Don't even get me started on the costs of regulation, the enforcement of 'laws' against 'crimes' which have no victims, the rate of imprisonment or the sheer bloody humiliation of being required to kneel before some bureaucrat (whose wages are paid by said prostrate serf) and ask 'permission' to exercise 'privileges' which the poor peasant, likewise, paid the cost of providing in the first place.

It isn't too much of a stretch to imagine improving on the performance of our enemy, the state. I'll take L. Neil Smith's North American Confederacy, Ken MacLeod's Norlonto or New Mars, even Ursula K. LeGuin's Annares or Hobbes's 'state of nature' (I'll take my chances on making life less nasty, brutish and short -- I'm more red in tooth and claw than Tennyson could imagine, Bubba) any time.

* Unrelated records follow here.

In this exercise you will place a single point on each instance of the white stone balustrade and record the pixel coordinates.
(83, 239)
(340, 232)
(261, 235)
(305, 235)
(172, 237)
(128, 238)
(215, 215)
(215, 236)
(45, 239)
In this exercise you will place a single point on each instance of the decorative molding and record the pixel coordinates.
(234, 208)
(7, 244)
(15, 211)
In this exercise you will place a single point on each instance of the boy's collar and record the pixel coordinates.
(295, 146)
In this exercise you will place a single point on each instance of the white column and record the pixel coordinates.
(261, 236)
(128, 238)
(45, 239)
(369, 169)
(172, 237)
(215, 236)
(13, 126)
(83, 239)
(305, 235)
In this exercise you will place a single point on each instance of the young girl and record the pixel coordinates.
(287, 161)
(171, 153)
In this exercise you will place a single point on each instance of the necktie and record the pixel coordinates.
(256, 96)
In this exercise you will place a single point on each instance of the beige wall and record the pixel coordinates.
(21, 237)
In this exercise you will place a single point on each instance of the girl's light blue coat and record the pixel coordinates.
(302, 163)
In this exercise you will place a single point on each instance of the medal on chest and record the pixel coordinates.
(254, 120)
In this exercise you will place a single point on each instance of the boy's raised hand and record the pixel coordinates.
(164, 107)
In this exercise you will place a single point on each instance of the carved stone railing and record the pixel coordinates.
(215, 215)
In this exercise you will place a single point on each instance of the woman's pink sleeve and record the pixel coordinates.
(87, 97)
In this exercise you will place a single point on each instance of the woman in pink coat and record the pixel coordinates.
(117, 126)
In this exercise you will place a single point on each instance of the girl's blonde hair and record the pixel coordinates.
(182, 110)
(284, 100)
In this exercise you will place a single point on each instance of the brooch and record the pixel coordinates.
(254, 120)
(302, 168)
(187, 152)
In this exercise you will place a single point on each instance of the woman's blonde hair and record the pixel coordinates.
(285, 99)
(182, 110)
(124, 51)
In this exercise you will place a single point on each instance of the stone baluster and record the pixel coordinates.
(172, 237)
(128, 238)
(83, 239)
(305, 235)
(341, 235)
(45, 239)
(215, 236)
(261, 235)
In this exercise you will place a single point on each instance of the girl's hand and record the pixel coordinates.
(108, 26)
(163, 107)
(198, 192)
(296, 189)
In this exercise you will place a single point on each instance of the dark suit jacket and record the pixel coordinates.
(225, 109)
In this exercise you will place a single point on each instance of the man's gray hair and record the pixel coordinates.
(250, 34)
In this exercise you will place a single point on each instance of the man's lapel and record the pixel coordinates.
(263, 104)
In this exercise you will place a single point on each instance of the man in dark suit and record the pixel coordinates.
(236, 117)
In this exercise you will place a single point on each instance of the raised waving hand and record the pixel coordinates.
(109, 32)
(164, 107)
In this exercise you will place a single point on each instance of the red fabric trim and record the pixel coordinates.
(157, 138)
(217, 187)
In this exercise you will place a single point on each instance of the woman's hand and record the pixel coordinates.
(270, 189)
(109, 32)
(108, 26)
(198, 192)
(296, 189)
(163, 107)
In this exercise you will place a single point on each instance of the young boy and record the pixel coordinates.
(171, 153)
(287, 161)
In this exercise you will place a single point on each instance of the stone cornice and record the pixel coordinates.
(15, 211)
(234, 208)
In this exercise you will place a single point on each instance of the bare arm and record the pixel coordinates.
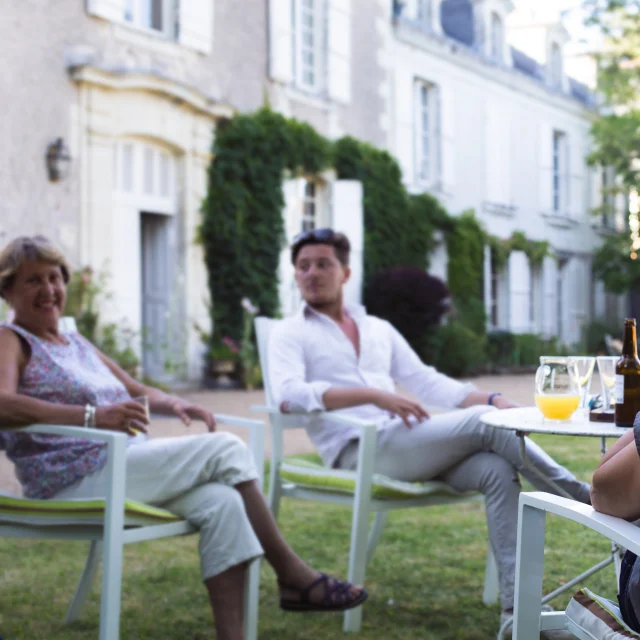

Any one of them would do. And I don't really get to pick and choose anyway. The most I can do is my little part of smashing the state and then things will go how they go. That's why it's called anarchy, right?

So -- why the constant factional conflict between 'x-anarchists' and 'y-anarchists?'

Yeah, yeah, I know.

The 'socialist anarchists' hold that 'anarcho-capitalism' isn't really anarchism because private property would entail hierarchy, and that hierarchy is the essence of the state.

The 'anarcho-capitalists' hold that the 'socialist anarchists' aren't really anarchists because socialism would require coercion, and that coercion is the essence of the state.[3]

Screw the essence of the state, fellas. We've got a whole lot more than 'essence' to deal with at the moment.

The big ol' hairy beast itself, for example.

If you think the 20th century was bad, you ain't seen nothin' yet. Hitler, Stalin and Co. were dilettantes who barely scratched the surface of human suffering. Work camps, gas chambers and ovens? Amateur theatre.

The post-WWII state started off by developing weapons that can vaporize more people in 45 minutes than its less able and ambitious predecessors managed in 45 years.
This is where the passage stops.